Monday, December 23, 2024

’84 riots: Retd IPS officer refuses to be part of SIT

Date:

New Delhi, February 6: The Centre on Monday told the Supreme Court that ex-IPS officer Rajdeep Singh had refused to be part of a new SIT headed by former Delhi High Court judge SN Dhingra that will further investigate 186 cases related to the 1984 anti-Sikh riot cases in Delhi.

Additional Solicitor General Pinky Anand told a three-judge Bench headed by Chief Justice of India Dipak Misra that former Indian Police Bureau Director General of Police NR Wasan would replace Rajdeep Singh in the new Special Investigation Team. Serving IPS officer Abhishek Dular is the third member of the SIT.

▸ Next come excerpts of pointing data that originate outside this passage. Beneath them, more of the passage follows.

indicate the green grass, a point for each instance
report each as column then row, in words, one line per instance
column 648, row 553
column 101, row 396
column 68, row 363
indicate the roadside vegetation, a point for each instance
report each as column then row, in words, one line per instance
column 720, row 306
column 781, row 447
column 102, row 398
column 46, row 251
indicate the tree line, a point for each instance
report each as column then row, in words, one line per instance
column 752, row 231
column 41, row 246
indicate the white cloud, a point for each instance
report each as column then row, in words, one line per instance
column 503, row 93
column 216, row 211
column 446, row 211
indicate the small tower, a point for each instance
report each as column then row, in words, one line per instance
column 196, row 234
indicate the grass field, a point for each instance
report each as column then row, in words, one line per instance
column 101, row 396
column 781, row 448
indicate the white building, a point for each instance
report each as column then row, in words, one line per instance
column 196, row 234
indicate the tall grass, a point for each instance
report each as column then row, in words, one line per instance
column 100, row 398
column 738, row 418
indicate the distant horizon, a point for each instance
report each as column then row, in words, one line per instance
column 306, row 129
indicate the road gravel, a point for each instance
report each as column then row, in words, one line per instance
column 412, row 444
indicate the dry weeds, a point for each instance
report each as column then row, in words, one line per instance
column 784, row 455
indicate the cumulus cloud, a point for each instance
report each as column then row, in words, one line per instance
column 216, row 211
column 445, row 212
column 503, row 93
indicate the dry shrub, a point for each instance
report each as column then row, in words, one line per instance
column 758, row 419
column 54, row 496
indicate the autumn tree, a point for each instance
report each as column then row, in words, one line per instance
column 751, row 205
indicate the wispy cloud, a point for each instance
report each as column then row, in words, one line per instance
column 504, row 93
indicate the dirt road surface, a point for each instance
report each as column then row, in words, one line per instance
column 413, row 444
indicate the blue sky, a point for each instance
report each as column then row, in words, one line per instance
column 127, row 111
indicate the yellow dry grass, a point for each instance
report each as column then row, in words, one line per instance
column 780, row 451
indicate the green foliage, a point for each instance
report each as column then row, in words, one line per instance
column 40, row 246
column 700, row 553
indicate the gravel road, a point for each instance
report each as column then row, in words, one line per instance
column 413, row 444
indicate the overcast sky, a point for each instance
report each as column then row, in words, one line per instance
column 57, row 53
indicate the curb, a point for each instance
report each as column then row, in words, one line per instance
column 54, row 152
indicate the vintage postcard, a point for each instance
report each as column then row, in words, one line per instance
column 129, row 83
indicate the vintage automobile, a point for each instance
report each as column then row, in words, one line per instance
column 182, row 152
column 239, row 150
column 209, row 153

The Bench — which had on January 11 appointed the new SIT — adjourned the matter for a week.
Justice Dhingra was a trial judge when punishments were handed out in 1990s to the accused of the Trilokpuri massacre of 1984. Kishori Lal, dubbed as the ‘butcher of Trilokpuri’, was among those sentenced by him.

Almost 3,000 people were killed, most of them in Delhi, in the anti-Sikh riots that broke out following the assassination of then Prime Minister Indira Gandhi on October 31, 1984.

While directing the government to provide all logistic and secretarial support to the SIT, the Bench had asked it to submit its first status report in two months.
Last month, the Bench had noted that the previous SIT had not carried out further probe into these 186 cases in which closure reports were filed.

The top court had taken the decision after perusing the report of a two-judge supervisory panel which scrutinised 241 cases related to the riots in Delhi closed by an earlier SIT formed by the NDA government for re-investigation.
Submitted on December 6, the report of the supervisory committee comprising Justice JM Panchal and Justice KSP Radhakrishnan was perused by the court.

The court had already made it clear that it would not reopen cases in which accused had been acquitted.
It had assigned the task of examining the said 241 cases closed by SIT to the supervisory committee which was to make recommendations as to whether the cases were rightly closed or not.

The court had earlier said if there was any material in the report to show that a particular case had been wrongly closed, it was open to order prosecution in such a case.

More than two years after the Narendra Modi government set up the SIT to re-investigate serious anti-Sikh riots cases of 1984 that had been closed, it has managed to file chargesheets only in very small number of cases taken up for further probe.